I'm sure there's quite a bit of context that I'm missing from this poem, but as that hasn't stopped me yet, I will say that to me it feels like a person standing witness. First and most grounded in the poem, standing witness to a street that bustles with activity. That seems almost peaceful. A vender sells vegetables and a child plays at pretend fantasies. Meanwhile there are photos being taken, and this feeds into the idea that the narrator is witnessing more than just a regular day. It seems like they are part of some group doing research or taking notes on how this city, how this nation perhaps, is going to be divided. How it will be separated and a place that seems united by its past and by its architecture and by memories, is going to be kept apart.

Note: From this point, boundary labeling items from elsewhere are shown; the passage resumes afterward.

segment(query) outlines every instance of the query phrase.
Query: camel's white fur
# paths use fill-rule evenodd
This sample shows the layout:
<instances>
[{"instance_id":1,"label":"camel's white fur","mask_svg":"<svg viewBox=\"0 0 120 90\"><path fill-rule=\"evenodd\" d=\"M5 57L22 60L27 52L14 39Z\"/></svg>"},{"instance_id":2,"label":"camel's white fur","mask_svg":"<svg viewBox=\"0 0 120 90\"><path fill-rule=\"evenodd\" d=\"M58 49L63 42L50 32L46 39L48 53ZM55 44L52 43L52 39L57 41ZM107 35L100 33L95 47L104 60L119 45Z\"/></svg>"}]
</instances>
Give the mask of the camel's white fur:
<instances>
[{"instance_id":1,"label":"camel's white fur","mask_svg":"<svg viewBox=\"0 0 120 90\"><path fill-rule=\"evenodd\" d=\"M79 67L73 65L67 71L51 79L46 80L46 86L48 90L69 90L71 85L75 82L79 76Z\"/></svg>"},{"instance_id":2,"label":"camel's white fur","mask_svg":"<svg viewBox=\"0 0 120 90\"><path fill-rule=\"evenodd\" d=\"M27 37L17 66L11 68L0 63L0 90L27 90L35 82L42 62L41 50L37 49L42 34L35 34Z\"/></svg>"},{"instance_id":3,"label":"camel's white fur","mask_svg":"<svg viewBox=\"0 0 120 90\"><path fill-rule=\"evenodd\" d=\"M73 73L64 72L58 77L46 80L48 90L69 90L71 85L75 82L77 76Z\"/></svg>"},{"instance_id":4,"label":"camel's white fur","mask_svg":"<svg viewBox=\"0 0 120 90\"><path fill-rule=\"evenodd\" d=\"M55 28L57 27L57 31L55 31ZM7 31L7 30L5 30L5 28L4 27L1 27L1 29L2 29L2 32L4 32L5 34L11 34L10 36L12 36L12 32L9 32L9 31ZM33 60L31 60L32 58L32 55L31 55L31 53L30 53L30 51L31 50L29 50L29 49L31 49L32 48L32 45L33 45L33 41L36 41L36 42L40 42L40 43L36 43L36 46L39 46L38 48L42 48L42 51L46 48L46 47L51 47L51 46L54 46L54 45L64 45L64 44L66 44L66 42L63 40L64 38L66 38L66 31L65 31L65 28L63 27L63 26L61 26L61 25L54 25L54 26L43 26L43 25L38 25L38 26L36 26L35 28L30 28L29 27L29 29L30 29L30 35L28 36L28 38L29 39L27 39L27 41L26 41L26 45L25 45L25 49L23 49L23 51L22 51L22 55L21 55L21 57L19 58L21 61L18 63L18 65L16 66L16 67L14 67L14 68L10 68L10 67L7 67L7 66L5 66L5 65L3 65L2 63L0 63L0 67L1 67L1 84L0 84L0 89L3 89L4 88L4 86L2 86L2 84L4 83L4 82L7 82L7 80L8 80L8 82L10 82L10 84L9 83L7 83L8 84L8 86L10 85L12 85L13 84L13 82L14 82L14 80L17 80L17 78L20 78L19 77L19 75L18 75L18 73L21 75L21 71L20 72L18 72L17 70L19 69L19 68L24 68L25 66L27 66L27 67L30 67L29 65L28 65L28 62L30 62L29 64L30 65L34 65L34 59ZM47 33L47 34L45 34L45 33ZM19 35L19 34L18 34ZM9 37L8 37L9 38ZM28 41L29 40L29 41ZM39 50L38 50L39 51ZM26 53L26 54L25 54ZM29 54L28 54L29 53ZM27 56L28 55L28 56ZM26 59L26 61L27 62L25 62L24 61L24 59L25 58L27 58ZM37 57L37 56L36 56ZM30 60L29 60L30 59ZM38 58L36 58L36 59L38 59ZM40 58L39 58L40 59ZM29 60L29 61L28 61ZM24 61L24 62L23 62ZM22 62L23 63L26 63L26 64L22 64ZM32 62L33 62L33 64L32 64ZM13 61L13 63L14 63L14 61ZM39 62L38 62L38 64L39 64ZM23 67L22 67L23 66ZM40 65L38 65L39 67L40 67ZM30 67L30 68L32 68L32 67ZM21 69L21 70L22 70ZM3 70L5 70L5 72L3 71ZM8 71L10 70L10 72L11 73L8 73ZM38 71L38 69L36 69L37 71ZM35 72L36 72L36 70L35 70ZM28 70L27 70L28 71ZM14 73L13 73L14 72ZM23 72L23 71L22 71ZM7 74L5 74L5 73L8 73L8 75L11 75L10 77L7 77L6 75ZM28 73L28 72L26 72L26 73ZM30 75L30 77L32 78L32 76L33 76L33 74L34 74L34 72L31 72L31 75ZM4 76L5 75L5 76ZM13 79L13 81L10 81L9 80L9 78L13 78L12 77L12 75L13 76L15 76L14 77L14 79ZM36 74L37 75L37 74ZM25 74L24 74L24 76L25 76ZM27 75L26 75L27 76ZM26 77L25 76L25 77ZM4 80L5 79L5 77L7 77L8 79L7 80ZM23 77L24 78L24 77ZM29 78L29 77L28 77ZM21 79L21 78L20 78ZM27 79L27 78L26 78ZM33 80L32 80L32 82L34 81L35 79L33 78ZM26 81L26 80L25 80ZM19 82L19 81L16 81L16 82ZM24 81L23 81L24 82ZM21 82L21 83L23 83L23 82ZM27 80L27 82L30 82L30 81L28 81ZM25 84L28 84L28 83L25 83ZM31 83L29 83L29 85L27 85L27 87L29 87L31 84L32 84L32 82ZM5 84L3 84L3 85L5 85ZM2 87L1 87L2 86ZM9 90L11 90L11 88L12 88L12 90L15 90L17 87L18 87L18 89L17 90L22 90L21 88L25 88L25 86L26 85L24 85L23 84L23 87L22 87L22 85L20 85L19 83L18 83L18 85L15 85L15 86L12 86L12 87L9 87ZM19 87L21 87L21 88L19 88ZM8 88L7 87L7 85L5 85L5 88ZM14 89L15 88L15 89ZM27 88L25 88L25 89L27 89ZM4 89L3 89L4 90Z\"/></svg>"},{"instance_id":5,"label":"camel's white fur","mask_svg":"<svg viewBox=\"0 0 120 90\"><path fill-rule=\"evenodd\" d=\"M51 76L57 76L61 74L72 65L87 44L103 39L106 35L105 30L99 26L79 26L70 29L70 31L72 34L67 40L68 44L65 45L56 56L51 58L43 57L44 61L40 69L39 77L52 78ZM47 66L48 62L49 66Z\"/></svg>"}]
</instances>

And this seems to be a turning point for the narrator. Perhaps in the aftermath of whatever struggle led to this situation. Perhaps with the crumbling of some faith that they could do something by keeping a record. Maybe because they think that their notes will only be used to further the divide, or else won't be used at all. What remains for me is the feeling of something ending, of something passing. The poem does a lot with just a little space, with short stanzas that are notes of a sort, that chronicle the feeling of this place and time by the sounds and the sights. And in the end I feel it's a melancholy piece, filled with a disquiet and sadness that things didn't work out better. It's a great piece, though, and I'm sure people will find much more to it than me, so go check it out!